— Это вы, значит, так красиво пели?.. Я на ваш голос и спустилась.
— Оттуда? — Вера кивнула на вершину горы, где стояла господская беседка и собрался пикник. — Что ль заскучали со всеми?
— Заскучала…
— Вот и я со своими. А тут мой Убег.
За разговором барышня и из родника попила, а когда Вера с мешками собралась уплывать, взяла ее за руку:
— Мне с вами так чудесно, что и отпускать не хочется! А что, если вы… Если вас отец ко мне в город отпустит? Не даром, конечно, ему заплатят… А вам — нет, нам с вами! — будет чудесно. Вы очень простая, красивая. Я, кажется, целый век вас знала и любила!
Больше, пожалуй, никто Вере Ивановне за всю ее жизнь таких слов не сказал. Ни муж, Иван, — а уж он-то в Вере души не чаял. Ни сын с дочерью. Наверно, стеснялись. А может быть, не умели. Ведь, чтобы их сказать, надо человека понять, всего разглядеть. А кому из них был досуг тетю Веру понимать да разглядывать?
От людей, верно, много добрых слов переслушала — но простых, как «спасибо». Сделала что-то хорошее и услышала. Чего удивительного? А вот чтобы сразу за душу взяли да самой себе показали, такого не было.
И не обрадуйся тогда Верин отец случаю сбыть в служанки одну из «телок», она и сама сбежала бы за этой странной барышней — хотя бы потому, что, поверив в нее, сердечным ее словам, вдруг поверила и в себя, угадала, что может быть сильной, на зависть всем раскрепощенной, смелой.

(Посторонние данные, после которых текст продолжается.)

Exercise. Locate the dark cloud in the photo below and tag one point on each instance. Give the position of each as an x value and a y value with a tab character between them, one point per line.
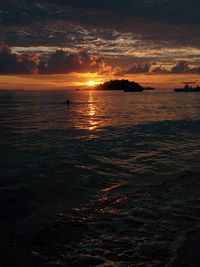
182	67
59	62
170	22
11	63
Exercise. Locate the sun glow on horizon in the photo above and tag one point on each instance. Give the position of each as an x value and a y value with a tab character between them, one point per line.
92	83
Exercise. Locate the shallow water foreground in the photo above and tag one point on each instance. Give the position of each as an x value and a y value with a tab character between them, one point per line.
110	180
158	225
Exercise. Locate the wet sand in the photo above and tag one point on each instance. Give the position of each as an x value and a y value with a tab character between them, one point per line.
156	225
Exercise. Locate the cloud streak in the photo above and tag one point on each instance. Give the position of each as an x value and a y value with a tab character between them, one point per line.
59	62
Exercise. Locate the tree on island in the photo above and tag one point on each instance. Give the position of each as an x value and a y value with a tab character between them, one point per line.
120	85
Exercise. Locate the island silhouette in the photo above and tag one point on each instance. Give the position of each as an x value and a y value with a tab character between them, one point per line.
124	85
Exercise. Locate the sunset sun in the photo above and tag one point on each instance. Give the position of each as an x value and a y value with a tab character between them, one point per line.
92	83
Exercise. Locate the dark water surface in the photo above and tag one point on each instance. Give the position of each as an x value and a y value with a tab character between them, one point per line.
118	170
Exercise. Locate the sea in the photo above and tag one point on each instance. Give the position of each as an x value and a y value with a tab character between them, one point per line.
112	179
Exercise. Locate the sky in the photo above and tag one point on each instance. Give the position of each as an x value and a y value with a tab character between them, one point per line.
71	43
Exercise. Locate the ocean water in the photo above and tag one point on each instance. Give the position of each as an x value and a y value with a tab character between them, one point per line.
119	170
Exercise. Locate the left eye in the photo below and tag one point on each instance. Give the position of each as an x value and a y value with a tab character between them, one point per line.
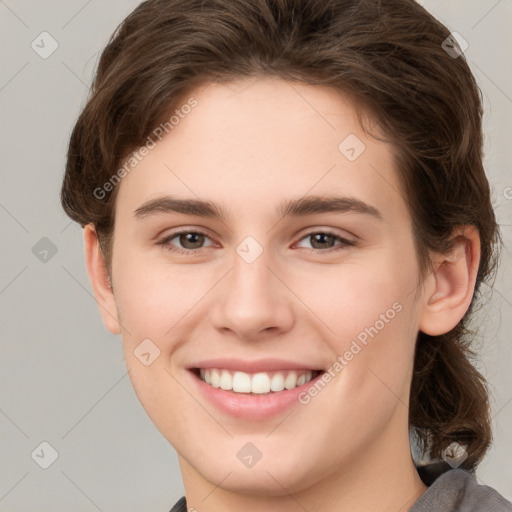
192	240
322	239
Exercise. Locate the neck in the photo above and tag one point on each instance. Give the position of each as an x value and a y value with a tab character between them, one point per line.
381	478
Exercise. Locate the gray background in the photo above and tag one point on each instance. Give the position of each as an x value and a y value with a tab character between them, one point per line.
62	375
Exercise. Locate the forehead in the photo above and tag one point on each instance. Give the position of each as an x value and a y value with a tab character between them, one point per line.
251	143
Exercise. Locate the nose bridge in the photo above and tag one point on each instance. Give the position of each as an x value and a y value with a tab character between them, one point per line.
252	298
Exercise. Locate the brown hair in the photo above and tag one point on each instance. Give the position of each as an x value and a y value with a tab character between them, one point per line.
388	55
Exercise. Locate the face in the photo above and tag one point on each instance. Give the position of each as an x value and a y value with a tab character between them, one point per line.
317	298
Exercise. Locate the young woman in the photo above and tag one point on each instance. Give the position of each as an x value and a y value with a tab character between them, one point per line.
287	219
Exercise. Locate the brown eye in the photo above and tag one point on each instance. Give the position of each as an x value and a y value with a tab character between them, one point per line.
324	241
186	241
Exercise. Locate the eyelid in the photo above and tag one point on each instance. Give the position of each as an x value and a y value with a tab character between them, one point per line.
345	241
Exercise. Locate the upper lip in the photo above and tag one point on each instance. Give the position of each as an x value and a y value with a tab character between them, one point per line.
252	366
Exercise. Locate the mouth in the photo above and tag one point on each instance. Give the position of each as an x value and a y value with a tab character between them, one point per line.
258	383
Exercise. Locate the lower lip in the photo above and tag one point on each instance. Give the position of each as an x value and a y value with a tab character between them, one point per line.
252	406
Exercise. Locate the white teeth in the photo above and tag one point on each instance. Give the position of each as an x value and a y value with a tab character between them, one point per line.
226	380
215	378
291	380
242	382
258	383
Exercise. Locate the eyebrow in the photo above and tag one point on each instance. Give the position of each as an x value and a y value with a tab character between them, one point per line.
308	205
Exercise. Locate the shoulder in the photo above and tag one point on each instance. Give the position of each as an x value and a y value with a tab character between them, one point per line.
457	490
180	506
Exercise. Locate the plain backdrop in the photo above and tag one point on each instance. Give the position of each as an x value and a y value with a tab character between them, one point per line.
63	380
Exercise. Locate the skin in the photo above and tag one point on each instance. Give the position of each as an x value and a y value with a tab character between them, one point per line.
248	146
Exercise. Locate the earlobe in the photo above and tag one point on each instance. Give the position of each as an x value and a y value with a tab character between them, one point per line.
100	280
451	284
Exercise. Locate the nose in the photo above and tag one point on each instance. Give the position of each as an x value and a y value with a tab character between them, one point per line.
253	301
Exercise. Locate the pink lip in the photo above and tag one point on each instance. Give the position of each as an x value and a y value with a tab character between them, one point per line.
248	406
261	365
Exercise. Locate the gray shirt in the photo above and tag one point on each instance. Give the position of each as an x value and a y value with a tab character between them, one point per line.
455	490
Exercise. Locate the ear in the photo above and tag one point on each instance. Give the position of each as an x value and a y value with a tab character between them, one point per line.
449	288
98	275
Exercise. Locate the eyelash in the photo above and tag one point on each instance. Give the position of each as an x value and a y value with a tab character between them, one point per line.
165	243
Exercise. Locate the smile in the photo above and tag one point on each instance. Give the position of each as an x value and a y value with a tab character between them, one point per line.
257	383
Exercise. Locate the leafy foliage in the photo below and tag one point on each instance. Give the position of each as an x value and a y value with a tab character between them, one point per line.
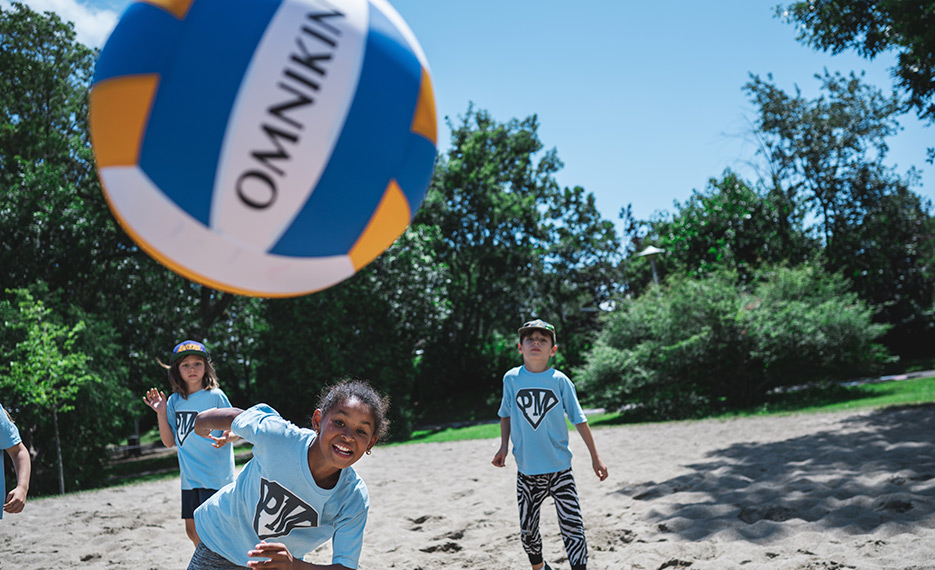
872	27
695	344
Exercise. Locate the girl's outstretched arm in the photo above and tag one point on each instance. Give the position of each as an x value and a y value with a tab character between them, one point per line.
16	499
215	419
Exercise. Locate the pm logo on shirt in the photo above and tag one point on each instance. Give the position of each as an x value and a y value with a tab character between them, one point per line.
184	425
535	403
279	511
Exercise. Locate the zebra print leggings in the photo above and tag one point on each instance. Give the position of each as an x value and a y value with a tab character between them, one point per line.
531	491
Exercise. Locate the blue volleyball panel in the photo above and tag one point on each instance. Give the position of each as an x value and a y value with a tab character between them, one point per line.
196	93
369	152
139	44
415	174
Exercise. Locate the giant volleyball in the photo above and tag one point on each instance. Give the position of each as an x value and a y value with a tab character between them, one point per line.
263	147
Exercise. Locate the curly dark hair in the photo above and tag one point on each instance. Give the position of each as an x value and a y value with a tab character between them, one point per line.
361	390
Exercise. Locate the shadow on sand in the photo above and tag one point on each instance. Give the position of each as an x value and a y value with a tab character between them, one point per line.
866	471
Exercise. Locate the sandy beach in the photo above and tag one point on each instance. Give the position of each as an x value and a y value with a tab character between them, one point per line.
803	492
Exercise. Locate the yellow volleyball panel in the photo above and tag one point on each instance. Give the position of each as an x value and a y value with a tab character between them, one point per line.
118	111
178	8
388	223
424	120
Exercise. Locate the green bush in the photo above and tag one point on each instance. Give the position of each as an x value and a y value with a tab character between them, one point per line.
696	344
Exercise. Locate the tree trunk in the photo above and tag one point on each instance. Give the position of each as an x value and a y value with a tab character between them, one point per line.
58	453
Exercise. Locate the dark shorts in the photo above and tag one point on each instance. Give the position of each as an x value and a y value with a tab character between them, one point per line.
191	498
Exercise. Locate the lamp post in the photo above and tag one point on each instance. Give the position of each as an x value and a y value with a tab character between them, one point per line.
651	252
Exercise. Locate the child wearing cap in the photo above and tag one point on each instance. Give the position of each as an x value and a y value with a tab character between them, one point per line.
204	465
536	398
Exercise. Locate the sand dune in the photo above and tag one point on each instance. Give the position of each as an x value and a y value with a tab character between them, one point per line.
827	491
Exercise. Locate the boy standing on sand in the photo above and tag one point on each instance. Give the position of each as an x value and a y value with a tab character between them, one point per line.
536	398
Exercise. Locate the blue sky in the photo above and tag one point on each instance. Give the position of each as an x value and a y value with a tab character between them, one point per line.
642	100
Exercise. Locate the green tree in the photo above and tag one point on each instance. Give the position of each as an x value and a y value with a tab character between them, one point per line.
581	273
46	370
729	226
699	344
872	27
825	155
515	246
485	198
372	326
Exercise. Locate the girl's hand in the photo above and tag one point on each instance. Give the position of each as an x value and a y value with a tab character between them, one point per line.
156	400
279	556
226	437
15	500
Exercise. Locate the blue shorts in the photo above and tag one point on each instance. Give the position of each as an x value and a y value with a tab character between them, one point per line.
191	498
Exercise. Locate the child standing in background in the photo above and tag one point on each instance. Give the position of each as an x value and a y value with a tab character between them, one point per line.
204	466
536	398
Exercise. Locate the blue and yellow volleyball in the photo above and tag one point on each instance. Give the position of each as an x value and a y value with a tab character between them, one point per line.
267	148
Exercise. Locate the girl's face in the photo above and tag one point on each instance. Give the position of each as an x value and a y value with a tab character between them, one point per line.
192	371
346	432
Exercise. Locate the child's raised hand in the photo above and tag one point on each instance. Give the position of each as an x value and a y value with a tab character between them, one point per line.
279	556
156	400
15	501
599	469
499	460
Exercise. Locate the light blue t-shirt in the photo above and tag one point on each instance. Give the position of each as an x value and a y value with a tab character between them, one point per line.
201	465
536	403
275	498
9	436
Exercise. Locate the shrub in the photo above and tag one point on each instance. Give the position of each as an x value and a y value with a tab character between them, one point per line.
700	343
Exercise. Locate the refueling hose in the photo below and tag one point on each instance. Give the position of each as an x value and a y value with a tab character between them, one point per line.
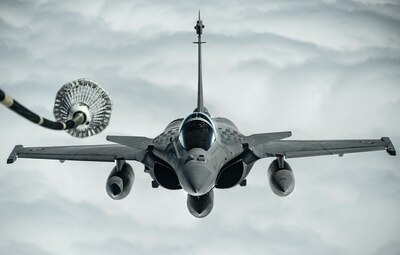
78	118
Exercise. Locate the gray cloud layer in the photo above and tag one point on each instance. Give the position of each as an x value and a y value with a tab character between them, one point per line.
323	69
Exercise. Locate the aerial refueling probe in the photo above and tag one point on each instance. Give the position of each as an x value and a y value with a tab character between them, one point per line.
82	108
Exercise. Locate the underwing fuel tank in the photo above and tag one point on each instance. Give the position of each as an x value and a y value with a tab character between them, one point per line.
281	179
201	206
120	181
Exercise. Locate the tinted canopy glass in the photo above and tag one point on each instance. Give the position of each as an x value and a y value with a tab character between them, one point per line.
197	131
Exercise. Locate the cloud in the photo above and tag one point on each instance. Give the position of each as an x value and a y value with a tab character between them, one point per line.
323	69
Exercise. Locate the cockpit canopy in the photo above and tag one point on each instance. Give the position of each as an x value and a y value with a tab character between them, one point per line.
197	131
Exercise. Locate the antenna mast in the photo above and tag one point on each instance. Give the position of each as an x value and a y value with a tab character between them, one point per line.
199	30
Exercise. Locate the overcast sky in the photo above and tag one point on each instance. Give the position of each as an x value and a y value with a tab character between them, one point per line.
322	69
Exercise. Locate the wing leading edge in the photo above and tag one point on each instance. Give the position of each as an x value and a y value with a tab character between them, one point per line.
304	148
109	152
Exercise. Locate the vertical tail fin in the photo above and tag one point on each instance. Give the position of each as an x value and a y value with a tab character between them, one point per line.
200	104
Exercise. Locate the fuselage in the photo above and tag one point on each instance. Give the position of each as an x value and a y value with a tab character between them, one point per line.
198	149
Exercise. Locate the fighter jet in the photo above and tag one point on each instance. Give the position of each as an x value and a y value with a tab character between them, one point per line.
201	153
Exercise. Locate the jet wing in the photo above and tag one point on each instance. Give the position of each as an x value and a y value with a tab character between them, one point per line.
108	152
304	148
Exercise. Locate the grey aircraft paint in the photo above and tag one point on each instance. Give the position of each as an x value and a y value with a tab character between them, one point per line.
200	153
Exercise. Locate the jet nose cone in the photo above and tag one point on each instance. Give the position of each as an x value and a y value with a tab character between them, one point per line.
196	179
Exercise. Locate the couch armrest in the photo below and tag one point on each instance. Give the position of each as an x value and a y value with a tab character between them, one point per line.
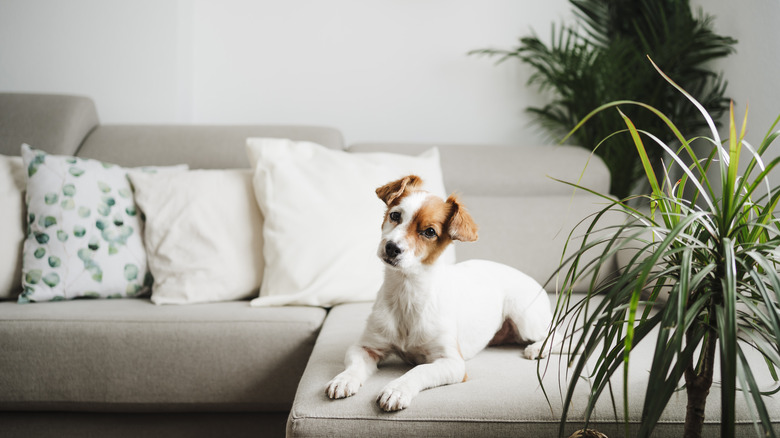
56	124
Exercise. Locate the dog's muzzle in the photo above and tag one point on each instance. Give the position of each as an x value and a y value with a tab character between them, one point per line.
392	252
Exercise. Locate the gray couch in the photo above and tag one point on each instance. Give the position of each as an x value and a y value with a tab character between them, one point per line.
130	368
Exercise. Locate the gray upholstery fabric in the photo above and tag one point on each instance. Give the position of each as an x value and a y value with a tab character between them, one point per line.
54	123
508	170
502	396
530	232
132	356
168	425
207	147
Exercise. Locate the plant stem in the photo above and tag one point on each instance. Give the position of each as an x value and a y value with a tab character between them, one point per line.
698	385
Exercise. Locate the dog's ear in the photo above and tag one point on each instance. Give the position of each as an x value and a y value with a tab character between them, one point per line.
391	191
461	225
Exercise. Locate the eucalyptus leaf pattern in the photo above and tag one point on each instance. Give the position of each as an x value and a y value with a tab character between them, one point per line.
84	234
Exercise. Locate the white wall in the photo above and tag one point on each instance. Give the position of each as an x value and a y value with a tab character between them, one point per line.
382	70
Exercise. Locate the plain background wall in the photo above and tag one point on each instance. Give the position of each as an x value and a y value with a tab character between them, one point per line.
383	70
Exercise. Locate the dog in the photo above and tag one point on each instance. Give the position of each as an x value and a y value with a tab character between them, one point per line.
432	315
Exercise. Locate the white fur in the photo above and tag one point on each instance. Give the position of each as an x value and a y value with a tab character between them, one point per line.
437	316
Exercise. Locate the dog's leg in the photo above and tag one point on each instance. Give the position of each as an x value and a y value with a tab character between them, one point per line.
399	393
360	364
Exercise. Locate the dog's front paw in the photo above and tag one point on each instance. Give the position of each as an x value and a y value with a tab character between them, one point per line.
343	386
393	399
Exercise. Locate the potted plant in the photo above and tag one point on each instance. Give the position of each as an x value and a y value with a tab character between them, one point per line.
704	277
602	58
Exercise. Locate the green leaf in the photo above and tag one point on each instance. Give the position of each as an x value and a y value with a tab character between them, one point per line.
51	279
101	224
131	272
104	209
68	204
48	221
85	255
33	276
41	238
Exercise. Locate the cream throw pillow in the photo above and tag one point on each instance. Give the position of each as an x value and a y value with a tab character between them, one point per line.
12	225
203	235
323	219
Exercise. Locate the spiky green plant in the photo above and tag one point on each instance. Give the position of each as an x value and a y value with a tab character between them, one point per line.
704	277
602	58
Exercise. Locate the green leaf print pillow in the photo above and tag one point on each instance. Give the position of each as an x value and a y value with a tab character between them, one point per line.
85	233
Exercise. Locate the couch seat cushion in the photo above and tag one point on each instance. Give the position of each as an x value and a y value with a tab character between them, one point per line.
133	356
502	396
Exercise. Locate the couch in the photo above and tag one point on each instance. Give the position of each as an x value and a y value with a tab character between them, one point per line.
128	367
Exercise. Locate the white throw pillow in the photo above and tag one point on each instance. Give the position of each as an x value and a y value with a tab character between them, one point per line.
323	219
85	233
12	225
203	235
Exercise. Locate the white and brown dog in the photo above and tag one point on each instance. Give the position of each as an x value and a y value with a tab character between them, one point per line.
432	315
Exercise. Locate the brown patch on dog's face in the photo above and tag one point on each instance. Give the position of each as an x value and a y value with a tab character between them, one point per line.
427	234
392	192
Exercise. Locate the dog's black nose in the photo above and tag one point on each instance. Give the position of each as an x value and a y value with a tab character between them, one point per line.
392	250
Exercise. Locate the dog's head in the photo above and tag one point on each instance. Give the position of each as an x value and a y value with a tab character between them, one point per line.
418	226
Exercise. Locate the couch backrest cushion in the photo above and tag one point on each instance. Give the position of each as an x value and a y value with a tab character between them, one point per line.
53	123
493	170
199	146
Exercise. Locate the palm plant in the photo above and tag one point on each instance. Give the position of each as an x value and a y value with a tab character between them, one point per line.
704	276
602	59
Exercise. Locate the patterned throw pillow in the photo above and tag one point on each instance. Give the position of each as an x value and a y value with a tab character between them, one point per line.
84	236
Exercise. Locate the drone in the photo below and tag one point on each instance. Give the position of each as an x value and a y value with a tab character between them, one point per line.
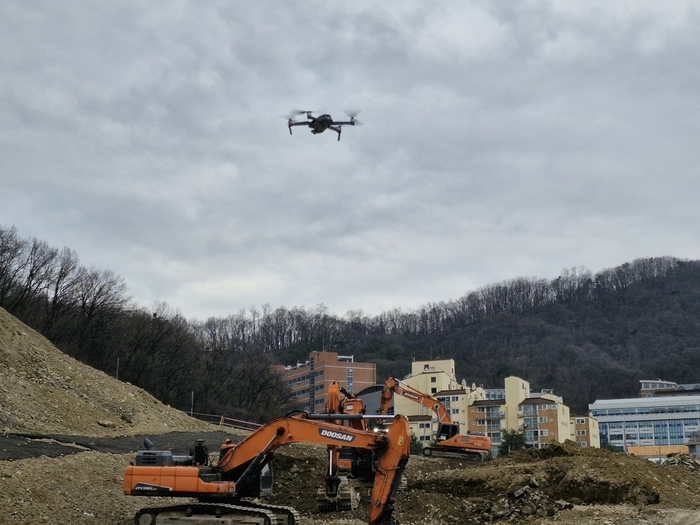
323	122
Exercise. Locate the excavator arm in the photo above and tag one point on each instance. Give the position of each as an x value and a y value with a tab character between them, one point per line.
393	386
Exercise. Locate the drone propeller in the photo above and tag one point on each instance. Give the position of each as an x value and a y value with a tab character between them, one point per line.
352	113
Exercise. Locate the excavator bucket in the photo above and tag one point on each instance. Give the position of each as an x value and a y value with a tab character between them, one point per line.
339	495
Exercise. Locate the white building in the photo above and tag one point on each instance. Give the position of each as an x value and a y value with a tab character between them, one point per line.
656	421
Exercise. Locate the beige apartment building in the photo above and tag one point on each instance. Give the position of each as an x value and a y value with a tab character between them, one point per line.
309	381
436	378
584	431
542	416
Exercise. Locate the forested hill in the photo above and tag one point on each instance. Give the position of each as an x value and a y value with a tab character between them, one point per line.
595	340
586	336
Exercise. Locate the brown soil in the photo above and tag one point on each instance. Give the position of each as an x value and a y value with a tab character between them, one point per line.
44	392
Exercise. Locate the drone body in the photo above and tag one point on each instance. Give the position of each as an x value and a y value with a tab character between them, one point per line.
322	123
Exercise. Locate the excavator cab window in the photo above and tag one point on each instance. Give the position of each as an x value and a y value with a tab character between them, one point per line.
447	432
200	454
267	480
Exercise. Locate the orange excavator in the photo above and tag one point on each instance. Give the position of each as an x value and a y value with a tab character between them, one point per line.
348	467
448	442
221	490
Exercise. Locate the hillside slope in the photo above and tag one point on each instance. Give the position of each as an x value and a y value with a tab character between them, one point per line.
43	390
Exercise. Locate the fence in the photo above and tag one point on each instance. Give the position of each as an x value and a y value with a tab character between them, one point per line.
224	421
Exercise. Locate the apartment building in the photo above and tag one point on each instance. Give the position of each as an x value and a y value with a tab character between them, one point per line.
647	421
542	416
584	431
436	378
309	381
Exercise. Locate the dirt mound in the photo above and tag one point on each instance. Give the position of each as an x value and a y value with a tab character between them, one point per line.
43	390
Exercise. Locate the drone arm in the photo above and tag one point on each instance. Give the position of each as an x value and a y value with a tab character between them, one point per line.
337	129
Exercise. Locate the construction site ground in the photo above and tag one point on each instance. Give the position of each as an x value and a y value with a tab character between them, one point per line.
69	431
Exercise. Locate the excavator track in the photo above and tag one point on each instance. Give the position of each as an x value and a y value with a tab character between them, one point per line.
242	513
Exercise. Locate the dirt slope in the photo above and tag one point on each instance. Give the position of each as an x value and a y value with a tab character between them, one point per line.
42	391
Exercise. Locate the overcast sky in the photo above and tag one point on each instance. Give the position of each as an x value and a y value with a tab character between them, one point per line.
500	140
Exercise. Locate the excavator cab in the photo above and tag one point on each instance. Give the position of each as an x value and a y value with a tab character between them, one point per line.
446	431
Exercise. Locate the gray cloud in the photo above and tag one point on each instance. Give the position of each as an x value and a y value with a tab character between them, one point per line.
501	140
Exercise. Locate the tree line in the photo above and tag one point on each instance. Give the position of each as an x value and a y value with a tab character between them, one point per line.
546	331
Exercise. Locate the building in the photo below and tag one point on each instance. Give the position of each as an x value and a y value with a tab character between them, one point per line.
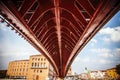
40	68
112	73
36	68
18	69
3	73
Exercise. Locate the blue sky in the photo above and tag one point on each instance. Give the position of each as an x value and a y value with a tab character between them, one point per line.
102	51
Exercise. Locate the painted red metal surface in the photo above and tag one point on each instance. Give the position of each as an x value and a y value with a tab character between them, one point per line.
59	29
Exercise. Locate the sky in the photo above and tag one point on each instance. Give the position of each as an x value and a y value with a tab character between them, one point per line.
102	51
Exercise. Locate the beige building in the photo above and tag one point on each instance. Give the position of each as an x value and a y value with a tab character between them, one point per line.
39	68
18	69
36	68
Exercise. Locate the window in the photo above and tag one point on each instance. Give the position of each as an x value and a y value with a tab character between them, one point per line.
34	70
32	64
44	59
32	58
40	71
41	59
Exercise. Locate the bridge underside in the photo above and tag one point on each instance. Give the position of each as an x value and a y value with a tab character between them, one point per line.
59	29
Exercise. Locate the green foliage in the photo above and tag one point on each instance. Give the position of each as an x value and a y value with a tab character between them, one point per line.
118	69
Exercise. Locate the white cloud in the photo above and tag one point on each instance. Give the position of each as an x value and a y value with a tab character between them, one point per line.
111	34
102	52
93	42
117	53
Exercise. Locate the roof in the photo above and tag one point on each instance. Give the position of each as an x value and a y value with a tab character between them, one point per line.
59	29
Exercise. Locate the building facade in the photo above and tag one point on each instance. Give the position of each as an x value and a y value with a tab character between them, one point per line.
112	73
18	69
36	68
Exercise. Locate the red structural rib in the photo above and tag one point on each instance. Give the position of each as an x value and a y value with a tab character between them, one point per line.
59	29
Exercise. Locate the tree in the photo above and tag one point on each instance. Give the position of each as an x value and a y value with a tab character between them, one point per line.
118	69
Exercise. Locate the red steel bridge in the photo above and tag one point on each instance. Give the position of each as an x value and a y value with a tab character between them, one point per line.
59	29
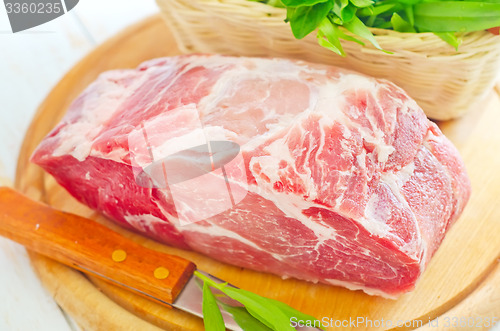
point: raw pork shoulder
(336, 177)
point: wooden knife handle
(92, 248)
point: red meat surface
(340, 178)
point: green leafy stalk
(272, 314)
(212, 317)
(332, 17)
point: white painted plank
(25, 304)
(105, 18)
(31, 63)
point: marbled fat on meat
(348, 182)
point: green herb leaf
(272, 313)
(302, 3)
(212, 317)
(243, 318)
(304, 20)
(375, 10)
(399, 24)
(456, 16)
(362, 3)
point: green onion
(258, 313)
(332, 17)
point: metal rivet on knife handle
(119, 255)
(161, 273)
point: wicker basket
(445, 83)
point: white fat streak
(292, 206)
(214, 230)
(76, 139)
(375, 217)
(143, 222)
(396, 180)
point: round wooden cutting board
(467, 261)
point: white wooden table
(31, 63)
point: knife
(94, 249)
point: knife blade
(94, 249)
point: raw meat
(340, 178)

Так думаю я сейчас. А в детстве от ее рассказов у меня будто двоилось в глазах, и не раз то во сне, то наяву я видел красивую девушку, плывущую ко мне в лодке или идущую навстречу с серпом, которая вдруг превращалась в тетю Веру — похожую на ту, какой предстала она передо мной с тяпкой на своем огороде.
Ее тонкие волосы изрядно припорошила седина, в глазницах потемнела и съежилась кожица, к маленькому рту с обесцвеченными губами спускались две глубокие морщинки. Отстранившись от меня, тетя Вера вдруг сделалась вялой, медлительной. Сняла паутину с яблони.
— Червей полно… И вот невидаль! На ниточках… Парашютисты…
Сухим комком земли замахнулась на курицу, норовящую сквозь щель между жердочек пролезть в крохотный огород.
— Нахалки… Лучку я там грядку посеяла, редисочки…
Взглянула на брошенную тяпку:
— Картошку окучиваю… Глазками сажали, а взошла. Зойка утром подмогнула чуток и умчалась на завод…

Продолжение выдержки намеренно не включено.